Locate the cluster-admin daemonset:

kubectl get daemonset -A | grep cluster-admin

Edit the cluster-admin daemonset where pause:#.# needs to match the pause imageTag version found in Step 2:
- Note: The cluster-admin is often created in the default namespace.
```
kubectl edit ds cluster-admin -n <namespace>

containers:
  - name: sleep
    image: localhost:5000/vmware.io/pause:<imageTag version from Step 2>
```

Confirm that the cluster-admin pod runs successfully on all nodes in the guest cluster:

kubectl get ds -A | grep cluster-admin

kubectl get pods -A -o wide | grep cluster-admin

PodSecurity Errors

In newer TKC versions supported on vSphere 7.x and 8.x, the DaemonSet fails to configure the vmware-system-user account to never expire on the control plane (master) nodes.

To resolve this, the toleration for running on the control plane nodes was updated as follows:

- effect: "NoSchedule"
  key: "node-role.kubernetes.io/control-plane"
  operator: "Exists"

The control plane node is tainted with the node-role.kubernetes.io/control-plane key, rather than being specifically tainted as a master node.

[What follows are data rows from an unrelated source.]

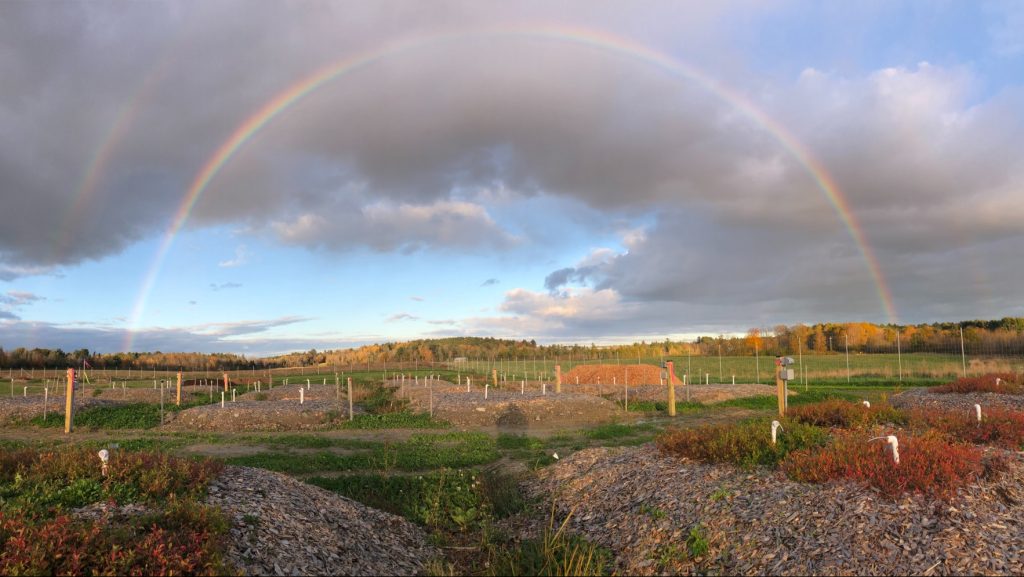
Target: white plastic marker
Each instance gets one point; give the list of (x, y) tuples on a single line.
[(103, 457), (893, 444)]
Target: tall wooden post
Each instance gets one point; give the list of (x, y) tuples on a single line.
[(70, 402), (350, 417), (671, 368), (780, 386)]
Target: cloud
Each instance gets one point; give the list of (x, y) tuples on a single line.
[(388, 227), (400, 317), (451, 148), (241, 257), (19, 298), (244, 336)]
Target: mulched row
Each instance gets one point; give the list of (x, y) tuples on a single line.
[(643, 506)]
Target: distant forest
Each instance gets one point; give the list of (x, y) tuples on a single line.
[(993, 337)]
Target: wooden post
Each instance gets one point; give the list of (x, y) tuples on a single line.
[(70, 402), (779, 386), (350, 399), (671, 367)]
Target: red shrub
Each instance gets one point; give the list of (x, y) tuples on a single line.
[(928, 464), (1011, 384), (846, 414), (999, 427), (185, 540)]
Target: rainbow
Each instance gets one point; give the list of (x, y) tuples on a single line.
[(101, 158), (599, 40)]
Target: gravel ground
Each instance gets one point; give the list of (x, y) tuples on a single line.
[(927, 399), (642, 505), (281, 526)]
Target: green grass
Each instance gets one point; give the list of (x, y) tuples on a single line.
[(420, 452), (444, 499), (393, 420), (770, 402), (616, 431)]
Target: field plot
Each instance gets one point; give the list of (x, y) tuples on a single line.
[(486, 491)]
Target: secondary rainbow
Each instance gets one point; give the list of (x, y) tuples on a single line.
[(595, 39)]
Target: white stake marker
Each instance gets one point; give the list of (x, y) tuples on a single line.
[(775, 426)]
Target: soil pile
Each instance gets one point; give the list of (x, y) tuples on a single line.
[(664, 514), (281, 526), (606, 374)]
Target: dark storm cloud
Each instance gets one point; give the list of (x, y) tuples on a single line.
[(401, 155), (241, 337)]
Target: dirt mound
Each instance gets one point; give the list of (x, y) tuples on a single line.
[(606, 374), (283, 527)]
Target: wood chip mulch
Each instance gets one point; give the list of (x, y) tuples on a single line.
[(643, 505), (926, 399)]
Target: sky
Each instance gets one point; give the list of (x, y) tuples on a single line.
[(257, 177)]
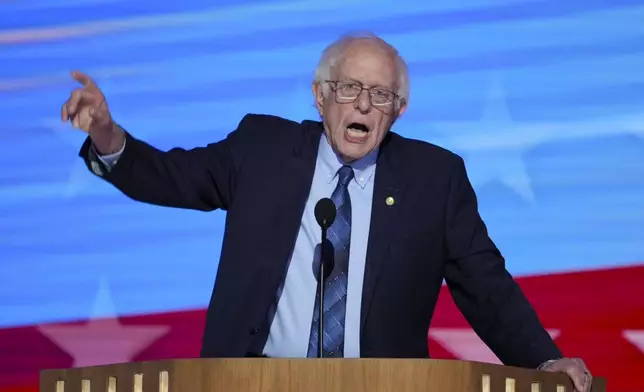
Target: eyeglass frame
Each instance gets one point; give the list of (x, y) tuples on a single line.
[(334, 87)]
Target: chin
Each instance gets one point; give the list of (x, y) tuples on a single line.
[(353, 152)]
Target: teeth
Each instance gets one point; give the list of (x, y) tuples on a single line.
[(354, 133)]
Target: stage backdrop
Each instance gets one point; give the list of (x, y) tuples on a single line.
[(544, 99)]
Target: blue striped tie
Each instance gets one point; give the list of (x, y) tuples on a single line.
[(335, 289)]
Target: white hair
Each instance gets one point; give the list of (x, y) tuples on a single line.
[(334, 52)]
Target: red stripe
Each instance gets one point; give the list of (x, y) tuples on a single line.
[(590, 309)]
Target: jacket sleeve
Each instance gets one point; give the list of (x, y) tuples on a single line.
[(482, 288), (201, 178)]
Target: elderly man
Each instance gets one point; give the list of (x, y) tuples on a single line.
[(407, 218)]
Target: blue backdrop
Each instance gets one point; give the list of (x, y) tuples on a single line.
[(544, 99)]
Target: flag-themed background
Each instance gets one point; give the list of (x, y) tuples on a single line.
[(543, 98)]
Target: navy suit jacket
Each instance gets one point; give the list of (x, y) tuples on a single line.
[(432, 232)]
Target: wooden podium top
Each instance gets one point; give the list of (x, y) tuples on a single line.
[(306, 375)]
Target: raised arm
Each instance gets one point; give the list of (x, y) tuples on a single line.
[(201, 178)]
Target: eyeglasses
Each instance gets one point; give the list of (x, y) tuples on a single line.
[(346, 92)]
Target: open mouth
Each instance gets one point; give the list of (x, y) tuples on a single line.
[(357, 131)]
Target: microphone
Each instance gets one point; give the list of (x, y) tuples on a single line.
[(325, 215)]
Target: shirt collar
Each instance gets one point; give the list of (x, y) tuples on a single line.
[(363, 168)]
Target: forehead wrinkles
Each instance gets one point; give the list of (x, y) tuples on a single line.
[(381, 71)]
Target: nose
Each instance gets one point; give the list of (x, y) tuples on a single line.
[(362, 103)]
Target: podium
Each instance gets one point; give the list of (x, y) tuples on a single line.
[(306, 375)]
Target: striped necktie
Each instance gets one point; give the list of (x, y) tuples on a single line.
[(335, 288)]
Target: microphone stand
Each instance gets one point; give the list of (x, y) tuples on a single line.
[(321, 280)]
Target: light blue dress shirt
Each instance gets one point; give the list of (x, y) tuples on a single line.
[(291, 325)]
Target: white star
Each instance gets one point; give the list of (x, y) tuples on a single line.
[(635, 337), (303, 104), (491, 159), (102, 340), (465, 344)]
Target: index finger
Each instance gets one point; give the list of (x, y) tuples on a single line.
[(83, 79)]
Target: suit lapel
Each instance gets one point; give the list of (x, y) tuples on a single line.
[(294, 184), (387, 197)]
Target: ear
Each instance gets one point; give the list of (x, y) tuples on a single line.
[(318, 95)]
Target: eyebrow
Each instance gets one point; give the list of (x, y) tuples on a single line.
[(362, 84)]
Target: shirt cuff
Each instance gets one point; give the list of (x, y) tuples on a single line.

All other tolerations are left unchanged.

If the Kubernetes version is 1.25+ it is necessary to set right pod security for the namespace that the cluster-admin daemonset was created in.
Otherwise, the daemonset will not be scheduled.
The describe output of the daemonset will show the following pod security errors:

Events:   Type     Reason        Age   From                  Message   ----     ------        ----  ----                  -------   Warning  FailedCreate  ##m   daemonset-controller  Error creating: pods "<cluster-admin-podname>" is forbidden: violates PodSecurity "restricted:latest": allowPrivilegeEscalation != false (containers "init", "sleep" must set securityContext.allowPrivilegeEscalation=false), unrestricted capabilities (containers "init", "sleep" must set securityContext.capabilities.drop=["ALL"]), restricted volume types (volume "hostfs" uses restricted volume type "hostPath"), runAsNonRoot != true (pod or containers "init", "sleep" must set securityContext.runAsNonRoot=true), seccompProfile (pod or containers "init", "sleep" must set securityContext.seccompProfile.type to "RuntimeDefault" or "Localhost")

In those situations, as a temporary workaround, the pod security setting as below for the namespace that the cluster-admin daemonset was created and re-apply the daemonset to fix the issue.

Note: The below command assumes that the cluster-admin daemonset was created in the default namespace and this namespace value should be replaced appropriately.

kubectl label --overwrite ns default pod-security.kubernetes.io/enforce=privileged

Please see the following documentation for more details: Configure PSA for TKR v1.25 and Later

Additional Information

VKS 3.4 (builtin-generic v3.4.0 cluster) now supports automatic password rotation before expiry.